Beer is being threatened by a boom in wine drinking, both at home and in pubs.
A government report suggests that home consumption of beer fell by 17 per cent during 1997-98 as compared to a rise of 13 per cent in wine drinking. Lager consumption remained almost unchanged.
The Ministry of Agriculture, Fisheries and Food surveyed the eating and drinking habits of 6,000 households in the UK for the study.
The report followed an announcement last week by pub operator Scottish and Newcastle Retail that wine sales across its pub estate were also up 16.5 per cent during the year to date, including community pubs, where wine sales are traditionally lower.
S&N has begun several initiatives in its pubs to boost interest in wine. More quality wines have been introduced to widen the offering, with staff training, larger glasses and back-bar promotions.
John Hopwood, S&N Retail's product range manager, said: "We have capitalised on consumers' increasing taste for and understanding of wine, with customers increasingly trading up to a more discerning region specific and estate bottled wine."

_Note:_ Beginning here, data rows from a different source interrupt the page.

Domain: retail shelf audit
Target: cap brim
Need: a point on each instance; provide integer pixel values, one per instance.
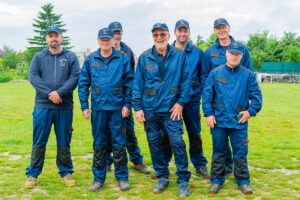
(159, 28)
(109, 37)
(182, 26)
(117, 29)
(221, 24)
(236, 51)
(53, 31)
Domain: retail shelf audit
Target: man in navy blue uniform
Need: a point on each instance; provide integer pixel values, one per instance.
(54, 74)
(109, 75)
(191, 110)
(131, 141)
(214, 56)
(227, 110)
(161, 88)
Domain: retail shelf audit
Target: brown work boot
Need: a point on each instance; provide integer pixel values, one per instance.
(142, 168)
(68, 180)
(31, 182)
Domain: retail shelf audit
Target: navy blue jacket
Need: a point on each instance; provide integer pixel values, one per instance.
(194, 60)
(127, 50)
(227, 92)
(111, 85)
(54, 72)
(156, 89)
(215, 56)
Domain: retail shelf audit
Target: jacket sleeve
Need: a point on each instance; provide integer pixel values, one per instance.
(138, 86)
(205, 68)
(255, 96)
(132, 61)
(128, 81)
(208, 97)
(186, 92)
(70, 85)
(35, 78)
(247, 60)
(84, 84)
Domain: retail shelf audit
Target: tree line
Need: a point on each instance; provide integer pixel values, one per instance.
(263, 46)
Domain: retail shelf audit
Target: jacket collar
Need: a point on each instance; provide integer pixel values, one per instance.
(217, 43)
(153, 52)
(188, 47)
(115, 54)
(233, 69)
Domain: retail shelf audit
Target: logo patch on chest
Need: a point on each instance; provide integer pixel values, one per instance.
(222, 79)
(96, 64)
(62, 62)
(149, 66)
(215, 55)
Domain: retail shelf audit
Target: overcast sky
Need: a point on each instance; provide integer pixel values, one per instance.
(85, 17)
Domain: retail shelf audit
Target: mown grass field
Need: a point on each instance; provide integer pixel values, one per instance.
(274, 153)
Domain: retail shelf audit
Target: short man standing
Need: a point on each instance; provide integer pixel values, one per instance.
(131, 141)
(227, 110)
(161, 88)
(107, 72)
(54, 74)
(214, 56)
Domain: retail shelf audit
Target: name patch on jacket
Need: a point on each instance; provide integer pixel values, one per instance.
(96, 64)
(222, 79)
(63, 62)
(215, 55)
(149, 66)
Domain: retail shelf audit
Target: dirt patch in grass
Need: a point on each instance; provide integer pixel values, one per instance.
(11, 157)
(286, 172)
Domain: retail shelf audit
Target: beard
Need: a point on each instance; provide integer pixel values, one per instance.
(54, 46)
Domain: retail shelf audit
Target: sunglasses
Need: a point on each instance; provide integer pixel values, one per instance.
(162, 35)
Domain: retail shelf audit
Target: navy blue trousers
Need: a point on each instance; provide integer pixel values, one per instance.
(239, 142)
(132, 146)
(43, 119)
(173, 128)
(103, 123)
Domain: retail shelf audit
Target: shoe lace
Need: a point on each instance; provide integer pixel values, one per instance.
(68, 177)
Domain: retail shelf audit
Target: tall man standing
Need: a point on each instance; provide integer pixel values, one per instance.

Ian Woolverton, spokesman for the Campaign for Real Ale (CAMRA), said the trend was of concern to beer drinkers.
He said: "Beer is part of our heritage so these statistics are a bit worrying, but the industry is meeting the challenges of the market.
"A number of brewers, including the likes of London brewer Fuller's and Kent brewer Shepherd Neame with its very successful Spitfire ale, are now producing bottled cask conditioned ales for the take-home market."